SwinIR: Image Restoration Using Swin Transformer

Overview

SwinIR: Image Restoration Using Swin Transformer

This repository is the official PyTorch implementation of SwinIR: Image Restoration Using Shifted Window Transformer (arxiv, supp). SwinIR ahcieves state-of-the-art performance in

  • bicubic/lighweight/real-world image SR
  • grayscale/color image denoising
  • JPEG compression artifact reduction

🚀 🚀 🚀 News:


Image restoration is a long-standing low-level vision problem that aims to restore high-quality images from low-quality images (e.g., downscaled, noisy and compressed images). While state-of-the-art image restoration methods are based on convolutional neural networks, few attempts have been made with Transformers which show impressive performance on high-level vision tasks. In this paper, we propose a strong baseline model SwinIR for image restoration based on the Swin Transformer. SwinIR consists of three parts: shallow feature extraction, deep feature extraction and high-quality image reconstruction. In particular, the deep feature extraction module is composed of several residual Swin Transformer blocks (RSTB), each of which has several Swin Transformer layers together with a residual connection. We conduct experiments on three representative tasks: image super-resolution (including classical, lightweight and real-world image super-resolution), image denoising (including grayscale and color image denoising) and JPEG compression artifact reduction. Experimental results demonstrate that SwinIR outperforms state-of-the-art methods on different tasks by up to 0.14~0.45dB, while the total number of parameters can be reduced by up to 67%.

Contents

  1. Training
  2. Testing
  3. Results
  4. Citation
  5. License and Acknowledgement

Training

Used training and testing sets can be downloaded as follows:

Task Training Set Testing Set
classical/lightweight image SR DIV2K (800 training images) or DIV2K +Flickr2K (2650 images) Set5 + Set14 + BSD100 + Urban100 + Manga109 download all
real-world image SR SwinIR-M (middle size): DIV2K (800 training images) +Flickr2K (2650 images) + OST (10324 images, sky,water,grass,mountain,building,plant,animal)
SwinIR-L (large size): DIV2K + Flickr2K + OST + WED(4744 images) + FFHQ (first 2000 images, face) + Manga109 (manga) + SCUT-CTW1500 (first 100 training images, texts)

*We use the degradation model proposed in BSRGAN, ICCV2021
RealSRSet
color/grayscale image denoising DIV2K (800 training images) + Flickr2K (2650 images) + BSD500 (400 training&testing images) + WED(4744 images) grayscale: Set12 + BSD68 + Urban100
color: CBSD68 + Kodak24 + McMaster + Urban100 download all
JPEG compression artifact reduction DIV2K (800 training images) + Flickr2K (2650 images) + BSD500 (400 training&testing images) + WED(4744 images) grayscale: Classic5 +LIVE1 download all

The training code will be put in KAIR.

Testing (without preparing datasets)

For your convience, we provide some example datasets (~20Mb) in /testsets. If you just want codes, downloading models/network_swinir.py, utils/util_calculate_psnr_ssim.py and main_test_swinir.py is enough. Download pretrained models and put them in model_zoo/swinir, then run the following commands. All visual results of SwinIR can be downloaded here.
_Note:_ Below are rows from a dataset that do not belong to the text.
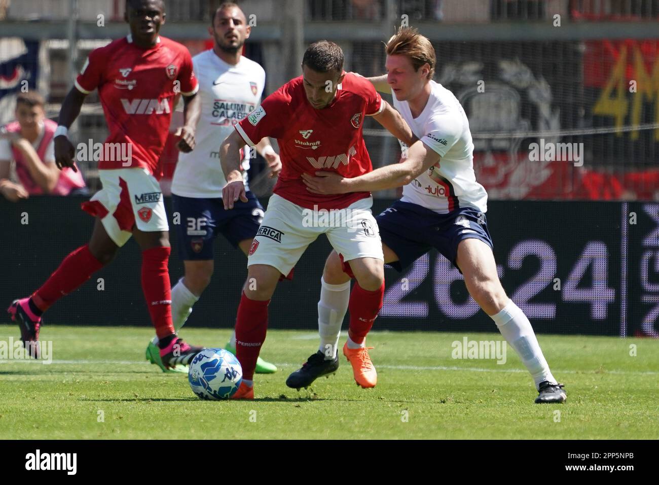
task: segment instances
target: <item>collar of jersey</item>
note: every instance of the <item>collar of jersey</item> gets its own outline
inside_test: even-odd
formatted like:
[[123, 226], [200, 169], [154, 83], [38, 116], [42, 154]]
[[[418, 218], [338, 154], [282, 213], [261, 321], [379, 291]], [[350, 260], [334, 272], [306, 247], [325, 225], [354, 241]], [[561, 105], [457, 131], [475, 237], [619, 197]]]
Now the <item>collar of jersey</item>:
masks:
[[[126, 36], [126, 40], [128, 41], [129, 44], [132, 44], [132, 34], [129, 34]], [[156, 38], [156, 44], [160, 44], [160, 36]]]

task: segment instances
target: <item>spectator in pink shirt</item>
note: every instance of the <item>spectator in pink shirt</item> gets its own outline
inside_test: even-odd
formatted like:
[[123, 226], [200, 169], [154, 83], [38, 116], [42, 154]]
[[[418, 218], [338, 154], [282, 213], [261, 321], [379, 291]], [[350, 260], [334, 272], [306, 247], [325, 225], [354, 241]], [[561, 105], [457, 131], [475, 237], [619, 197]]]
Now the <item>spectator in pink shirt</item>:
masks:
[[[18, 94], [16, 121], [0, 129], [0, 193], [16, 202], [30, 195], [86, 195], [80, 172], [55, 164], [55, 129], [57, 123], [46, 119], [43, 98], [37, 93]], [[9, 179], [12, 160], [16, 162], [18, 183]]]

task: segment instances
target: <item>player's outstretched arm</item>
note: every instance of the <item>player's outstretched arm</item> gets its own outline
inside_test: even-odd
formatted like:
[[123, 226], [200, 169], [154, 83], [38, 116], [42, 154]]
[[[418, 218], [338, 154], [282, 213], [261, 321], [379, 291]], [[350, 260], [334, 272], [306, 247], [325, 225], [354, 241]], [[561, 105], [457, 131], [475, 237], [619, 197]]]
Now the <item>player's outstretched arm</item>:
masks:
[[[176, 106], [175, 103], [174, 106]], [[202, 114], [201, 98], [197, 93], [192, 96], [183, 96], [183, 126], [178, 128], [174, 132], [174, 136], [181, 137], [177, 146], [183, 153], [189, 153], [194, 149], [196, 140], [194, 133], [197, 129], [197, 123]]]
[[[77, 88], [71, 88], [62, 102], [62, 109], [59, 110], [59, 126], [70, 128], [73, 122], [80, 113], [80, 108], [87, 95], [81, 92]], [[60, 135], [55, 137], [55, 163], [57, 168], [62, 170], [64, 167], [72, 168], [78, 172], [73, 160], [76, 155], [76, 149], [69, 138], [65, 135]]]
[[302, 174], [302, 181], [314, 193], [371, 192], [407, 185], [440, 161], [440, 154], [422, 141], [414, 143], [407, 151], [407, 158], [401, 158], [400, 162], [358, 177], [344, 178], [336, 172], [317, 172], [315, 177]]
[[408, 146], [411, 146], [416, 141], [416, 137], [412, 133], [412, 129], [403, 119], [400, 113], [384, 100], [382, 100], [382, 102], [385, 104], [384, 109], [379, 114], [374, 115], [373, 117], [389, 133]]
[[391, 94], [391, 88], [387, 83], [387, 75], [383, 74], [382, 76], [375, 76], [374, 77], [367, 77], [366, 79], [371, 82], [373, 87], [376, 91], [386, 92], [387, 94]]
[[233, 131], [219, 147], [219, 160], [227, 185], [222, 189], [224, 209], [233, 209], [233, 203], [240, 199], [247, 202], [245, 186], [241, 173], [241, 148], [244, 146], [243, 137]]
# 001 Classical Image Super-Resolution (middle size)
# Note that --training_patch_size is just used to differentiate two different settings in Table 2 of the paper. Images are NOT tested patch by patch.
# (setting1: when model is trained on DIV2K and with training_patch_size=48)
python main_test_swinir.py --task classical_sr --scale 2 --training_patch_size 48 --model_path model_zoo/swinir/001_classicalSR_DIV2K_s48w8_SwinIR-M_x2.pth --folder_lq testsets/Set5/LR_bicubic/X2 --folder_gt testsets/Set5/HR
python main_test_swinir.py --task classical_sr --scale 3 --training_patch_size 48 --model_path model_zoo/swinir/001_classicalSR_DIV2K_s48w8_SwinIR-M_x3.pth --folder_lq testsets/Set5/LR_bicubic/X3 --folder_gt testsets/Set5/HR
python main_test_swinir.py --task classical_sr --scale 4 --training_patch_size 48 --model_path model_zoo/swinir/001_classicalSR_DIV2K_s48w8_SwinIR-M_x4.pth --folder_lq testsets/Set5/LR_bicubic/X4 --folder_gt testsets/Set5/HR
python main_test_swinir.py --task classical_sr --scale 8 --training_patch_size 48 --model_path model_zoo/swinir/001_classicalSR_DIV2K_s48w8_SwinIR-M_x8.pth --folder_lq testsets/Set5/LR_bicubic/X8 --folder_gt testsets/Set5/HR

# (setting2: when model is trained on DIV2K+Flickr2K and with training_patch_size=64)
python main_test_swinir.py --task classical_sr --scale 2 --training_patch_size 64 --model_path model_zoo/swinir/001_classicalSR_DF2K_s64w8_SwinIR-M_x2.pth --folder_lq testsets/Set5/LR_bicubic/X2 --folder_gt testsets/Set5/HR
python main_test_swinir.py --task classical_sr --scale 3 --training_patch_size 64 --model_path model_zoo/swinir/001_classicalSR_DF2K_s64w8_SwinIR-M_x3.pth --folder_lq testsets/Set5/LR_bicubic/X3 --folder_gt testsets/Set5/HR
python main_test_swinir.py --task classical_sr --scale 4 --training_patch_size 64 --model_path model_zoo/swinir/001_classicalSR_DF2K_s64w8_SwinIR-M_x4.pth --folder_lq testsets/Set5/LR_bicubic/X4 --folder_gt testsets/Set5/HR
python main_test_swinir.py --task classical_sr --scale 8 --training_patch_size 64 --model_path model_zoo/swinir/001_classicalSR_DF2K_s64w8_SwinIR-M_x8.pth --folder_lq testsets/Set5/LR_bicubic/X8 --folder_gt testsets/Set5/HR


# 002 Lightweight Image Super-Resolution (small size)
python main_test_swinir.py --task lightweight_sr --scale 2 --model_path model_zoo/swinir/002_lightweightSR_DIV2K_s64w8_SwinIR-S_x2.pth --folder_lq testsets/Set5/LR_bicubic/X2 --folder_gt testsets/Set5/HR
python main_test_swinir.py --task lightweight_sr --scale 3 --model_path model_zoo/swinir/002_lightweightSR_DIV2K_s64w8_SwinIR-S_x3.pth --folder_lq testsets/Set5/LR_bicubic/X3 --folder_gt testsets/Set5/HR
python main_test_swinir.py --task lightweight_sr --scale 4 --model_path model_zoo/swinir/002_lightweightSR_DIV2K_s64w8_SwinIR-S_x4.pth --folder_lq testsets/Set5/LR_bicubic/X4 --folder_gt testsets/Set5/HR


# 003 Real-World Image Super-Resolution
# (middle size)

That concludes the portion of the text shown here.